L’Est de la RDC est confronté à une crise sécuritaire chronique dans le Nord-Kivu (Beni-Lubero) et l’Ituri. Pour M. Edgar Mateso, analyste politique, la persistance des atrocités des ADF n’est pas le fruit du hasard, mais la conséquence d’une série d’échecs stratégiques et d’un déficit de volonté politique. Son analyse se déploie autour de cinq points critiques, le dernier étant une exigence de transparence pour restaurer la confiance de l’État.

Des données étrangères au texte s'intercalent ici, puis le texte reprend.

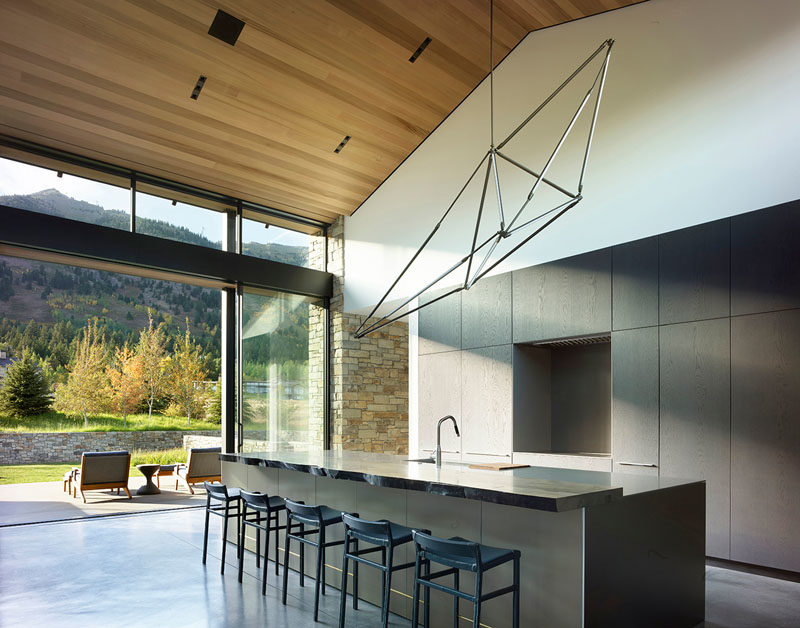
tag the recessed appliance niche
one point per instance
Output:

1. La faiblesse de la priorité opérationnelle
M. Edgar Mateso observe une incohérence majeure :
« Il est politiquement incohérent que, après plus d’une décennie de crimes de guerre et de crimes contre l’humanité, l’éradication totale des ADF et la protection des populations ne soient pas l’objectif unique et prioritaire de la politique de défense de la RDC. Cela suggère que la crise sécuritaire n’est pas traitée au niveau stratégique qu’elle mérite. »
2. Le défi de la souveraineté judiciaire : l’affaire Jamil Mukulu
L’analyste pointe l’échec diplomatique et juridique dans la gestion du chef des ADF.
»La non extradition de Jamil Mukulu jusqu’en RDC où il est responsable de plusieurs crimes imprescriptibles et son jugement imminent en Ouganda sans que la RDC ne se constitue en partie civile est un renoncement manifeste à notre souveraineté judiciaire. Cela envoie un signal fort de faiblesse à la communauté internationale quant à notre capacité à exiger justice pour nos propres citoyens sur des crimes commis sur notre propre territoire. »
3. L’énigme de l’impuissance sécuritaire coordonnée
M. Mateso s’interroge sur l’efficacité des troupes déployées :
»Le paradoxe est frappant : malgré la forte présence des FARDC, de l’UPDF et des VDP, avec l’appui de la MONUSCO, … les massacres odieux persistent. D’un point de vue stratégique, cela implique une faille profonde – soit dans la doctrine d’emploi, soit dans la coordination opérationnelle, soit, hypothèse plus grave, due à une infiltration qui neutralise l’action militaire. L’inefficacité à prévenir les attaques est une responsabilité hautement politique. »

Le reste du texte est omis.